Satisfaction Rate	12 Weeks	Satisfaction rate, which was defined as the percentage of participants who were satisfied by fesoterodine fumarate treatment over the total number of assessable effectiveness analysis population, was presented along with the corresponding 2-sided 95% CI. Satisfaction scale was assessed by the participants according to the following categories: (1) satisfied, (2) unsatisfied, (3) uncertain, or (4) unconfirmed.
Change From Baseline in the Overactive Bladder Symptom Score (OABSS) at 12 Weeks	Baseline, 12 Weeks	Overactive Bladder Symptom Score (OABSS) was defined as the sum score (0 to 15) of the following four OAB symptoms: daytime frequency (2 at maximum), nighttime frequency (3 at maximum), urgency (5 at maximum), and urgency incontinence (5 at maximum). Higher score indicates worse symptoms. Mean change from baseline in the OABSS at 12 weeks was presented along with the corresponding standard deviation.

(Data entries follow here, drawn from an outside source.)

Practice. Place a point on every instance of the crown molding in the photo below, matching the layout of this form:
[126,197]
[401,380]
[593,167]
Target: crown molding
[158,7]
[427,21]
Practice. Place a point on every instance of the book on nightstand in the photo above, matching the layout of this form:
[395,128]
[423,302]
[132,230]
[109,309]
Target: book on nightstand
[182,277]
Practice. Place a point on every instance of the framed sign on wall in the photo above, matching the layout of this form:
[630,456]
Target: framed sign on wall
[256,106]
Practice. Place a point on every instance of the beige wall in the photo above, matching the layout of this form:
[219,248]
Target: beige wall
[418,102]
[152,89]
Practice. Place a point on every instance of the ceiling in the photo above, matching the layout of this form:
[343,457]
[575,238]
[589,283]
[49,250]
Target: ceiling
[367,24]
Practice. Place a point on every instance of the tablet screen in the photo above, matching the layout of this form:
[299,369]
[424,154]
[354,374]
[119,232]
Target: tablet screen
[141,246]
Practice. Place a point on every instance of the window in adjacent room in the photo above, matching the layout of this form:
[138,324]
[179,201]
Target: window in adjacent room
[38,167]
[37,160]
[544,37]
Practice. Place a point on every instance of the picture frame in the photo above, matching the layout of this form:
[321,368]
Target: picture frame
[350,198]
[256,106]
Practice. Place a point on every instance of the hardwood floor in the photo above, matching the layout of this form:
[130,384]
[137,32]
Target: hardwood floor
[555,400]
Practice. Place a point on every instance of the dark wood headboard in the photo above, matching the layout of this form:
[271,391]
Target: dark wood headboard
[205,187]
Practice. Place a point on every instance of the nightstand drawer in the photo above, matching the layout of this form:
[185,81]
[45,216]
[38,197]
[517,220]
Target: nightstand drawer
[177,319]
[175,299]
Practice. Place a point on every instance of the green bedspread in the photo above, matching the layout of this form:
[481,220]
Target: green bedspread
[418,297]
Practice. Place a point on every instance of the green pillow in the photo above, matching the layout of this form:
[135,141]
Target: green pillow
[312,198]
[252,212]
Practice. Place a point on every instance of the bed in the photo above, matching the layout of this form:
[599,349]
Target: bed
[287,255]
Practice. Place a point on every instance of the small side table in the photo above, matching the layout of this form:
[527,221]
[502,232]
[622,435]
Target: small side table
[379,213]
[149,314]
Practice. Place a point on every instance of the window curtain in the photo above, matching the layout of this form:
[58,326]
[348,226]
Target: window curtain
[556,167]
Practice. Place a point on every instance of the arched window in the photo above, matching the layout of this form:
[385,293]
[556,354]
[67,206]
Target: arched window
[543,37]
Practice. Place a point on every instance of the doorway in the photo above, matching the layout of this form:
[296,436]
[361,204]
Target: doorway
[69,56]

Number of Participants With Treatment-Related Adverse Events Among Whom Received Concomitant CYP2D6 Inhibitors	12 Weeks	Cytochrome P450 2D6 (CYP2D6) inhibitors included quinidine and paroxetine. A treatment-related adverse event was any untoward medical occurrence attributed to fesoterodine fumarate in a participant who received fesoterodine fumarate. Relatedness to fesoterodine fumarate was assessed by the investigator.
Number of Participants With Treatment-Related Serious Adverse Events	12 Weeks	A treatment-related adverse event was any untoward medical occurrence attributed to fesoterodine fumarate in a participant who received fesoterodine fumarate. A treatment-related serious adverse event was a treatment-related adverse event resulting in any of the following outcomes or deemed significant for any other reason: death; initial or prolonged inpatient hospitalization; lifethreatening experience (immediate risk of dying); persistent or significant disability/incapacity; congenital anomaly. Relatedness to fesoterodine fumarate was assessed by the investigator.
Number of Participants With Treatment-Related Adverse Events Among Whom Received Concomitant CYP3A4 Inhibitors	12 Weeks	Cytochrome P450 3A4 (CYP3A4) inhibitors included atazanavir, clarithromycin, indinavir, itraconazole, nelfinavir, ritonavir, saquinavir, and telithromycin.
Number of Participants With Adverse Events Related to Cognitive Function Disorder	12 Weeks	An adverse event was any untoward medical occurrence in a participant who received fesoterodine fumarate without regard to possibility of causal relationship. Adverse events related to cognitive function disorder were identified by broad searches on the Standard MedDRA Queries (SMQ).
Change From Baseline in the Mini-Mental State Examination (MMSE) Score at 12 Weeks	Baseline, 12 Weeks	Mini-Mental State Examination (MMSE) measured general cognitive functioning: orientation, memory, attention, concentration, naming, repetition, comprehension, and ability to create a sentence and to copy two intersecting polygons. Total score derived from sub-scores; total ranged from 0 to 30, higher score indicates better cognitive state. Mean change from baseline in the MMSE score at 12 weeks was presented along with the corresponding standard deviation.